Jika calon Pimpinan Daerah sudah dibatas-batasi dengan aturan yang mereka buat hanya untuk memuluskan tujuan mereka, maka Muhammadiyah menjadi dinasti yang hanya bisa dimiliki oleh orang yang telah merasa paling kader, paling Muhammadiyah tapi kadang hasilnya kerja mereka masih belum maksimal, jika dikotomi kader non kader, maka yang berhak untuk memimpin Muhammadiyah hanya keterunan KH. Ahmad Dalan.

Model Kepemimpinan Kolegial
Idealnya model kepemimpinan kolegial didukung oleh kolektivitas pimpinan  yang memiliki latar belakang keilmuan yang variatif, mengingat amal usaha Muhammadiyah juga bervariasi.  Sehingga job description akan tepat dan sesuai dengan profesi yang digelutinya. Hal ini senada dengan pendapat E. Durkheim, seorang sosiolog terkemuka, ia berpendapat dalam masyarakat modern bangunan komunikasinya didasarkan pada ikatan fungsional. Maka sebuah organisasi akan bisa eksis dan berkembang bila mengedepankan ikatan fungsional. Sungguh sangat naif apabila sekolah dan rumah sakit Muhammadiyah dipimpin oleh orang yang tidak memiliki latar belakang profesional yang sesuai.
Barangkali inilah titik lemah pemilihan pimpinan melalui formatur, sehingga tatkala akan menempatkan orang yang sesuai dengan kapabilitasnya kadang mengalami kendala, apalagi tidak boleh rangkap jabatan dengan organisasi yang sepadan maupun partai politik. Padahal dalam masyarakat modern orang bisa saja memiliki multi fungsi atau banyak profesi.
Di satu sisi model kepemimpinan kolegial, tidak akan berjalan efektif apabila tidak di dukung oleh komitmen dan rasa tanggung jawab pimpinan yang lain. Orang jawa mengatakan jagakke, karena program kerja atau tanggung jawabnya sudah ada yang melaksanakan.  Apalagi model struktur organisasi Muhammadiyah, posisi wakil ketua adalah sebagai koordinator majlis atau lembaga. Sehingga yang memiliki gagasan untuk menjalankan dan mengembangkan program adalah majlis atau lembaga tersebut.

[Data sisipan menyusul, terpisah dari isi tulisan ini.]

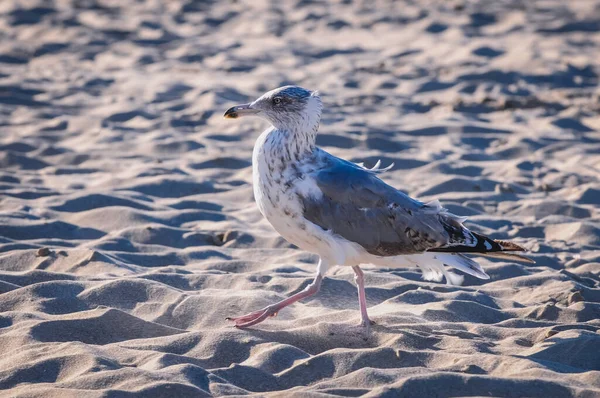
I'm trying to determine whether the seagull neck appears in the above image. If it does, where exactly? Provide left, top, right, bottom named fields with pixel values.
left=270, top=125, right=318, bottom=163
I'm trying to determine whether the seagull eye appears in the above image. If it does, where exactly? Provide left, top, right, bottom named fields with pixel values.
left=273, top=97, right=282, bottom=105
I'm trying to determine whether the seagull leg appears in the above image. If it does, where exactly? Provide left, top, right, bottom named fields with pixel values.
left=352, top=265, right=374, bottom=327
left=227, top=259, right=328, bottom=328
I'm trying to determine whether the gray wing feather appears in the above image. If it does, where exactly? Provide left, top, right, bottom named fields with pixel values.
left=301, top=155, right=474, bottom=256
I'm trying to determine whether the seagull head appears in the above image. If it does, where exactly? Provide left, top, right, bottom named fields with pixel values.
left=224, top=85, right=322, bottom=131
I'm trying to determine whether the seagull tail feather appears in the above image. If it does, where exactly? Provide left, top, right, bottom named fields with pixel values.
left=436, top=253, right=490, bottom=280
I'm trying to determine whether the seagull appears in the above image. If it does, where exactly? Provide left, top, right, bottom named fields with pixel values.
left=223, top=86, right=532, bottom=329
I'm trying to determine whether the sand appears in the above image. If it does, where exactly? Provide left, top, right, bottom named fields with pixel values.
left=0, top=0, right=599, bottom=396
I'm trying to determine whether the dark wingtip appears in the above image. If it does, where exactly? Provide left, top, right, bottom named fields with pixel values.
left=223, top=107, right=238, bottom=119
left=496, top=240, right=527, bottom=252
left=480, top=252, right=536, bottom=264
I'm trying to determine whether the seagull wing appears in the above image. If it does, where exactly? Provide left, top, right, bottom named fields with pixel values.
left=301, top=154, right=518, bottom=257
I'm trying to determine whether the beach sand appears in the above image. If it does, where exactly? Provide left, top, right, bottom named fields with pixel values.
left=0, top=0, right=599, bottom=396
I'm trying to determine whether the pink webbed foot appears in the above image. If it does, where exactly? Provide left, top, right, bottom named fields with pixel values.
left=226, top=305, right=278, bottom=328
left=359, top=319, right=376, bottom=327
left=227, top=271, right=325, bottom=329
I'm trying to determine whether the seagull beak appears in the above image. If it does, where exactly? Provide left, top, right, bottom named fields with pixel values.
left=224, top=103, right=260, bottom=119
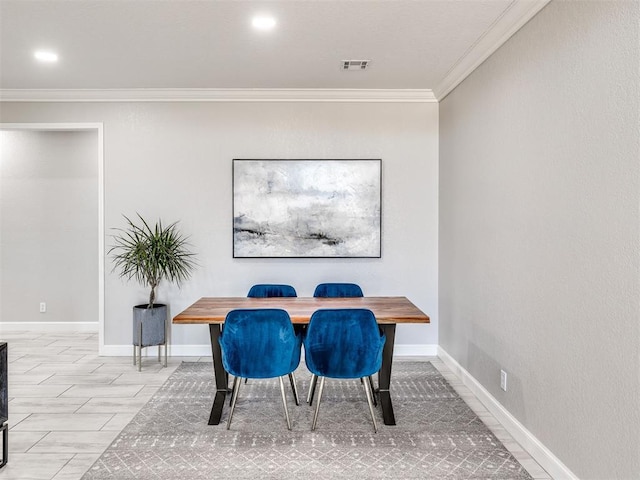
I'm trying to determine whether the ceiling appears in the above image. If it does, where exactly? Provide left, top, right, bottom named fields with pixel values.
left=0, top=0, right=549, bottom=101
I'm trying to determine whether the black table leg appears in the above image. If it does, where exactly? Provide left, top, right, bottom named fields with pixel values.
left=208, top=324, right=229, bottom=425
left=378, top=324, right=396, bottom=426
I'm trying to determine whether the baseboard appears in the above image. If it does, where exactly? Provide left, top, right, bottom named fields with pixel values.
left=0, top=322, right=99, bottom=333
left=393, top=343, right=438, bottom=357
left=437, top=346, right=578, bottom=480
left=100, top=343, right=439, bottom=358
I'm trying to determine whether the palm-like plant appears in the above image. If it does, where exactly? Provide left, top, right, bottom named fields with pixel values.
left=110, top=214, right=196, bottom=308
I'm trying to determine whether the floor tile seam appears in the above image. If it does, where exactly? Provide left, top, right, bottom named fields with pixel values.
left=8, top=354, right=28, bottom=363
left=28, top=430, right=56, bottom=454
left=98, top=412, right=128, bottom=431
left=107, top=365, right=132, bottom=386
left=41, top=335, right=64, bottom=347
left=61, top=384, right=147, bottom=398
left=36, top=372, right=59, bottom=385
left=101, top=412, right=119, bottom=430
left=8, top=411, right=34, bottom=429
left=88, top=362, right=107, bottom=375
left=8, top=430, right=48, bottom=454
left=53, top=384, right=75, bottom=399
left=14, top=429, right=114, bottom=437
left=71, top=395, right=96, bottom=414
left=41, top=375, right=125, bottom=386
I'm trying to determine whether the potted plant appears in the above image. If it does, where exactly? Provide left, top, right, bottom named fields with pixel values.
left=110, top=214, right=196, bottom=371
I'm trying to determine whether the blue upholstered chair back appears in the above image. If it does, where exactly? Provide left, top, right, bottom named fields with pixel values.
left=220, top=309, right=302, bottom=379
left=304, top=309, right=385, bottom=379
left=247, top=284, right=297, bottom=298
left=313, top=283, right=363, bottom=298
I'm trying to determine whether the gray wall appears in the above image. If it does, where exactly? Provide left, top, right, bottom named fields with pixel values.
left=0, top=130, right=98, bottom=325
left=0, top=101, right=439, bottom=350
left=439, top=1, right=639, bottom=478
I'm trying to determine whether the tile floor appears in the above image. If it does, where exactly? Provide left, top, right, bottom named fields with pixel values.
left=0, top=331, right=551, bottom=479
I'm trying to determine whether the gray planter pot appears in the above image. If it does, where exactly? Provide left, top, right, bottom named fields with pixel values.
left=133, top=303, right=167, bottom=371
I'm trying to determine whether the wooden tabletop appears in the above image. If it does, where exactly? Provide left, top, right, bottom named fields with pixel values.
left=172, top=296, right=430, bottom=325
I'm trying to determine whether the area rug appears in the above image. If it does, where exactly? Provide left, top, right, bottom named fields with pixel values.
left=82, top=362, right=532, bottom=479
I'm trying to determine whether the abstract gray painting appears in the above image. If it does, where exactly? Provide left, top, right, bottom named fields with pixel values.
left=233, top=159, right=381, bottom=257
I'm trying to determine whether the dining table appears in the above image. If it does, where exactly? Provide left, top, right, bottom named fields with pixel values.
left=172, top=296, right=430, bottom=426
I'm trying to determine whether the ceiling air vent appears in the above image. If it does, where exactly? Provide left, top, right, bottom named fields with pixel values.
left=342, top=60, right=370, bottom=71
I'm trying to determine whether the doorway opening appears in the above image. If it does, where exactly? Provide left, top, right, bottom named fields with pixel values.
left=0, top=123, right=104, bottom=351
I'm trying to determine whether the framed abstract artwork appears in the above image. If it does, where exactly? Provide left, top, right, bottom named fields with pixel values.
left=233, top=159, right=381, bottom=258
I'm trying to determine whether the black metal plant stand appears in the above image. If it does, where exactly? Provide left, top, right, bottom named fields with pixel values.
left=0, top=342, right=7, bottom=468
left=0, top=423, right=7, bottom=468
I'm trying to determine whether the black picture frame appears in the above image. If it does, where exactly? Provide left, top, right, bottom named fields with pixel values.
left=233, top=159, right=382, bottom=258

Fungsi koordinator sebagai pengarah, koordinator bahkan mempertemukan unsur majlis kadang tidak berjalan secara maksimal.

Tawaran Alternatif Model Kepemimpinan
            Apabila mengacu model kepemimpinan KH. Ahmad Dahlan, model kepemimpinan KH.Ahmad Dahlan dalam penerapannya lebih cenderung mendekati  model kepemimpinan transformasional. Karena ada banyak kesamaan teknik memimpin KH. Ahmad Dahlan dengan model Kepemimpinan transformasional.
Sebagai gambaran Daft (1999:427) memberi pengertian bahwa: Transformational leaders have the ability to lead changes in the organization’s vision, strategy, and cultureas well as promote innovation in products and technologies. Hughes, Ginnet, Curphy (2002:416) mendefinisikan, Transformation leaders possess good visioning, rhetorical (heighten followers emotional levels and inspire them to embrace the vision), impression management skills, and they use these skills to develop strong emotional bonds with followers.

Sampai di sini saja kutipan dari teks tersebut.